Hollings, known as “Fritz,” began his career in 1949 as a state legislator. He became governor, ran for president and was a revered populist who took care of the military, business interests and the folks back home. His tenure as senator of 38 years and 55 days made him the eighth longest-serving senator.
He began his career as an orthodox segregationist but evolved into a social moderate. By 2005, when he left the Senate, Hollings had established a long record of support for civil rights.
Reminded in a 2004 interview on “60 Minutes” that he had voted against the 1967 nomination of Thurgood Marshall as the first black Supreme Court justice, Hollings expressed regret, but offered an excuse. “I couldn’t get re-elected,” he said. “If I had voted for him, I might as well withdraw from the race.”
Ernest Frederick Hollings was born in Charleston, South Carolina, on Jan. 1, 1922, to Adolph G. and Wilhelmine Meyer Hollings. He graduated in 1942 from The Citadel, the military college in Charleston. In World War II, he was an Army artillery combat officer and was discharged a captain in 1945.
He graduated from the University of South Carolina Law School in 1947, and after practicing law for a year, began a political career that would span a half-century. He served three terms in the state House of Representatives, from 1949 to 1954, and was elected speaker pro tempore in 1951 and 1953. He was elected lieutenant governor in 1954 and governor in 1958.
Constitutionally limited to a single four-year term as governor, he ran unsuccessfully for the U.S. Senate in 1962. But the incumbent winner, Sen. Olin D. Johnston, died in 1965. Hollings won a special election in 1966 to succeed him, and won re-election in 1968 to a full six-year term.

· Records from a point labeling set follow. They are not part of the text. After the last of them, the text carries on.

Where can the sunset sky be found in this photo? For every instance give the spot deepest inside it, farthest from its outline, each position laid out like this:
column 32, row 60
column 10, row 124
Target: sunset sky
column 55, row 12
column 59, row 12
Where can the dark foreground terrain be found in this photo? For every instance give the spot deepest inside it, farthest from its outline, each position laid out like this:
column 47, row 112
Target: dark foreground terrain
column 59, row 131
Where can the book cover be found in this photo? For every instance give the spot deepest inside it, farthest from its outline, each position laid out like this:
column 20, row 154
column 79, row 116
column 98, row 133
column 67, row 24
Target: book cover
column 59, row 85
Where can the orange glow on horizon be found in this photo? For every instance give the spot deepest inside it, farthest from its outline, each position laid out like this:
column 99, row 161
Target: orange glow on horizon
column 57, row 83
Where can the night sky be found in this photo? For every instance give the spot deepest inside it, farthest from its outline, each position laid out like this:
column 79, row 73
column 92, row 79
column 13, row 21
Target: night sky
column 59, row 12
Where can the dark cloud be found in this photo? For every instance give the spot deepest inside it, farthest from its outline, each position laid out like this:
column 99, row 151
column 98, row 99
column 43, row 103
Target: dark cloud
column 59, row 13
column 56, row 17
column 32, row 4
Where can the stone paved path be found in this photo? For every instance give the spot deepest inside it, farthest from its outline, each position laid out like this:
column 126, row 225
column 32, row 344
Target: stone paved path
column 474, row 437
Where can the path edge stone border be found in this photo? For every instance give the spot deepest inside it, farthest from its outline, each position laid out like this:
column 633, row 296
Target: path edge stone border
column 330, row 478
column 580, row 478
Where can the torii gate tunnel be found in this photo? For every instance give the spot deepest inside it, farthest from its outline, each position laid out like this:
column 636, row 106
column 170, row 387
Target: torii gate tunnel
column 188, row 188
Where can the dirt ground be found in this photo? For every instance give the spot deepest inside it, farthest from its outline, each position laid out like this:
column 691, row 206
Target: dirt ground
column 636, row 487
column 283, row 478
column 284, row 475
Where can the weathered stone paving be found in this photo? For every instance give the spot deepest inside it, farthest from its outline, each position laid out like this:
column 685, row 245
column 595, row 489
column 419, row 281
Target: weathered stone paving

His run for the 1984 Democratic presidential nomination fizzled in the New Hampshire primary, where he won 4 percent of the vote. Hollings remained popular in South Carolina, winning elections comfortably.
In retirement, he wrote newspaper columns, taught at the Charleston School of Law, founded a scholarship program and established the Hollings Center for International Dialogue. He was also the author of “The Case Against Hunger: A Demand for a National Policy” (1970), and “Making Government Work” (2008, with Kirk Victor), which answered, as he put it, “the critics who reflexively disparage government.”
He is survived by three children, Michael Hollings, Helen Hollings Reardon and Ernest Hollings III; a sister, Barbara Hollings Siegling; seven grandchildren and 10 great-grandchildren.